Kullanıcı deneyimi tasarımı üzerinde çalışan Cunningham ve Costa, açıkça ifade etti. Amazon’un iklim politikalarını ve işyeri uygulamalarını eleştirdi. Daha önce ulusal ilgi gören bir videoda şirketin iklim politikalarını eleştirdiler. Nisan 2020’de serbest bırakılmadan önce, ikisi de depo çalışanı meslektaşlarını desteklemek için 500 dolara kadar bağış yapacaklarını tweetledi. Cunningham, “güvenli ve sağlıklı çalışma koşullarının olmamasının” işçileri ve halkı riske attığını söylerken Costa, işçilerin işverenlerinden “tutarlı, yeterli koruma ve prosedürler almak için mücadele ettiklerini” tweetledi.
Amazon. haber çıktığında, şirket içi politikaları ihlal ettikleri, yani şirketle önceden onay almadan görüştükleri ve özel olarak çalışma koşulları hakkında konuşmadıkları için serbest bırakıldıklarını söyledi. NLRB, Amazon’un protestoları organize ettikleri veya protestolara katıldıkları için çalışanlarına misilleme yaptığı yönündeki suçlamaları inceledi ve Cunningham ve Costa’nın yasa dışı bir şekilde işten çıkarıldığını belirledi.

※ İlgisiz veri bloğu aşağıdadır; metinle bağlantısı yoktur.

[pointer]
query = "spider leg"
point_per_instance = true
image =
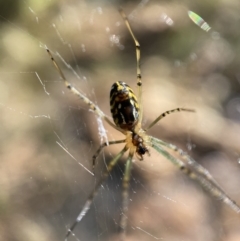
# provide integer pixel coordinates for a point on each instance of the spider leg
(125, 195)
(91, 105)
(89, 201)
(101, 147)
(139, 75)
(195, 171)
(164, 114)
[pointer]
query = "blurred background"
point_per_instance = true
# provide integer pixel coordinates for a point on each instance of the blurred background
(48, 136)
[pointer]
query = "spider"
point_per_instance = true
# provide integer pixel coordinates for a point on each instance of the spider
(127, 113)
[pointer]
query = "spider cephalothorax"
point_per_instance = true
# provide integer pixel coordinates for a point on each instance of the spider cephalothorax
(127, 116)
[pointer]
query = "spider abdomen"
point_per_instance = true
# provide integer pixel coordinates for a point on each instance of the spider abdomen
(124, 106)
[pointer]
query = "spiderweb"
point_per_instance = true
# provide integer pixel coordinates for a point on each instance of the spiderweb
(48, 136)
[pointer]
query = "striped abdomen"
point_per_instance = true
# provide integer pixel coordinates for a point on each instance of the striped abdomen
(124, 106)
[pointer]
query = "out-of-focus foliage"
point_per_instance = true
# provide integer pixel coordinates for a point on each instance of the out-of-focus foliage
(43, 188)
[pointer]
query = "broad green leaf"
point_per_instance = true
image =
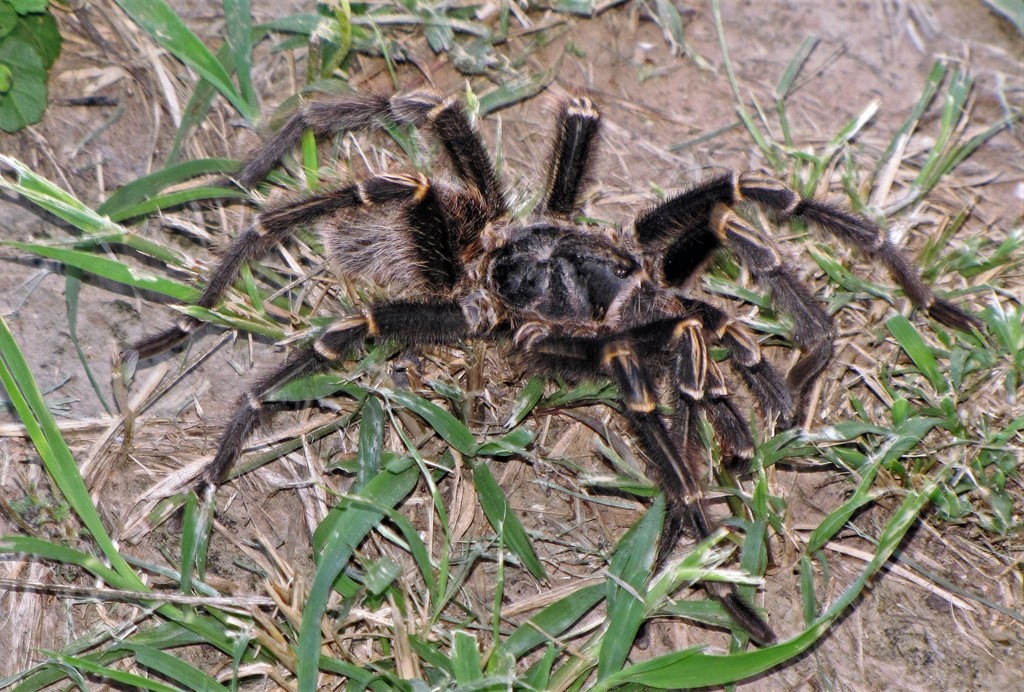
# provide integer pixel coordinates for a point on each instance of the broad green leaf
(504, 520)
(108, 268)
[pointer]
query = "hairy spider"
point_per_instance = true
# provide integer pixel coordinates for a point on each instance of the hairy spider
(577, 301)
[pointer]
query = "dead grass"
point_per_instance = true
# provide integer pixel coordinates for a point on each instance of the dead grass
(956, 573)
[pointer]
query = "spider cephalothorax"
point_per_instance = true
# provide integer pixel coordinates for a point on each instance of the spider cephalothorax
(572, 300)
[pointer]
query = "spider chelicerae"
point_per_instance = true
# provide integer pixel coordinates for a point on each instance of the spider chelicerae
(573, 300)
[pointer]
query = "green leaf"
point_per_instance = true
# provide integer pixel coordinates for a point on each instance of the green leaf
(25, 102)
(42, 33)
(553, 620)
(8, 18)
(29, 6)
(914, 345)
(148, 185)
(336, 538)
(112, 269)
(446, 425)
(629, 570)
(167, 29)
(466, 658)
(503, 519)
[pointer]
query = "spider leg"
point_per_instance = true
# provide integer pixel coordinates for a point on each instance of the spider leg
(761, 378)
(679, 225)
(619, 358)
(812, 327)
(579, 123)
(436, 254)
(446, 118)
(410, 322)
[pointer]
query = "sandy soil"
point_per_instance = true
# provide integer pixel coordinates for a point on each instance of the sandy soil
(898, 636)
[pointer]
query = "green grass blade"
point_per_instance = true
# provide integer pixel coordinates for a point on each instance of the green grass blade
(446, 425)
(114, 675)
(504, 520)
(238, 16)
(912, 343)
(172, 667)
(148, 185)
(336, 538)
(28, 400)
(177, 199)
(45, 195)
(629, 570)
(112, 269)
(167, 29)
(466, 659)
(691, 668)
(553, 620)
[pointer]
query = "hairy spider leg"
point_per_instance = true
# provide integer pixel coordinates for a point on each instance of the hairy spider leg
(275, 225)
(619, 358)
(679, 224)
(410, 322)
(445, 117)
(579, 124)
(813, 331)
(699, 383)
(758, 374)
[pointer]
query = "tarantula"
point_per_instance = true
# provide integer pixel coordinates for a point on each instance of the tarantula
(574, 300)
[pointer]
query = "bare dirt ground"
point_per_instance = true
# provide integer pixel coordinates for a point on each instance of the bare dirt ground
(899, 636)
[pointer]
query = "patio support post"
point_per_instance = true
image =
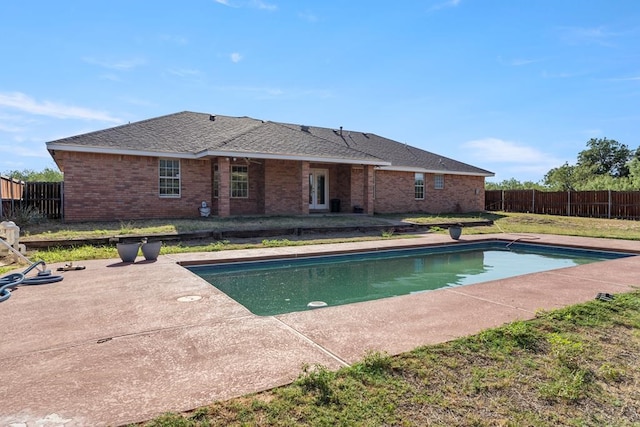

Washington Post’a göre, anlaşmanın hâlâ onaylanması gerekiyor. Cunningham ve Costa zaten anlaşmayı bir zafer olarak görse de, Seattle’daki NLRB bölge müdürü tarafından. Ortak bir açıklamada, gelişmenin “işçi haklarını korumak için bir kazanç” olduğunu ve Amazon’un onlara kayıp ücretleri ödemesi gerekeceğini söylediler. Açıklamanın tamamı şöyledir:
“Şirketin, hakkında konuştuğumuz için bizi yasadışı bir şekilde işten çıkardığını iddia eden Ulusal Çalışma İlişkileri Kurulu’nda (NLRB) Amazon’a yöneltilen suçlamayı çözmek için bir anlaşmaya vardığımızı duyurmaktan heyecan duyuyoruz. COVID sırasında depo çalışanlarının koşulları. Bu, işçi haklarını korumak için bir kazanımdır ve birbirimiz, adalet ve dünyamız için ayağa kalkmak konusunda haklı olduğumuzu gösterir. Amazon’un bize kayıp ücretlerimizi ödemesi ve bir rapor yayınlaması gerekecek. ülke çapındaki tüm teknoloji ve depo çalışanlarına, Amazon’un işçileri örgütledikleri ve haklarını kullandıkları için işten çıkaramayacağına dikkat edin.
Ayrıca, işten atılmak üzere hedef alınan iki kadın olduğumuzu da unutmadık. Eşitsizlik, ırkçılık ve cinsiyetçilik, hem iklim krizinin hem de pandeminin merkezinde yer alıyor.
Birlikte duran teknoloji çalışanları, dünyanın en büyük şirketlerini harekete geçirmek için muazzam bir güce sahipler. Sevdiğimiz her şey iklim kaosu tarafından tehdit ediliyor. Her şirketteki işçiler ayağa kalkmalı birbirimiz ve dünya için birlikte. Şimdi en iyi, en cesur benliğimiz olma zamanı. Bunu ancak birlikte yapabiliriz. Bize katılacağınızı umuyoruz.”